Participants in cohort 2 had 15 ocular AEs in all treated eyes. Two AEs, mild-to-moderate increased IOP, were deemed possibly related to SPVN06 and resolved with standard treatment. Other AEs included mild-to-moderate subconjunctival hemorrhage (n = 3) on the day of surgery which spontaneously resolved and a mild macular hole caused by the injection procedure (n = 1).
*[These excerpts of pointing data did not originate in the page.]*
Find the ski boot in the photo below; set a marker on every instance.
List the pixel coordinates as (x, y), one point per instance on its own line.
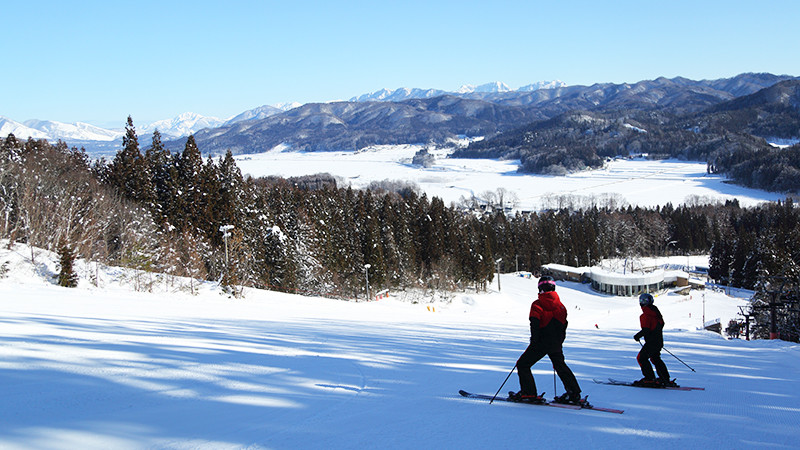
(647, 382)
(522, 397)
(666, 382)
(568, 398)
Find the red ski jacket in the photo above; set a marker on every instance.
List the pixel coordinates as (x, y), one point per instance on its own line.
(548, 318)
(652, 323)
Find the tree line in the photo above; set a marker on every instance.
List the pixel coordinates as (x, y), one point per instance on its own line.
(161, 212)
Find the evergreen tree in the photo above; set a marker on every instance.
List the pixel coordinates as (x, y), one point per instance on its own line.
(67, 277)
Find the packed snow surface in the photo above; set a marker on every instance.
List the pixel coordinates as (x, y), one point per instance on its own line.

This participant had 250 uL injected instead of 300 uL (82% of planned dose).

The investigators detected total antibodies (Tab) against SPVN06 capsid in serum, which increased with each dose, in 1 participant each in the low and medium dose cohorts who had positive titers prior to injection. No T-cell response was observed against the capsid or RdCVF/ RdCVFL peptides and Tab peaked at week 2 after administration.

“First administration of SPVN06 to patients showed a favorable safety profile at low and medium doses, with no significant immune response,” Gow and colleagues concluded.

The DSMB has recommended continuing the trial without modifications, and to proceed with treatment administration at the highest dose in the third cohort.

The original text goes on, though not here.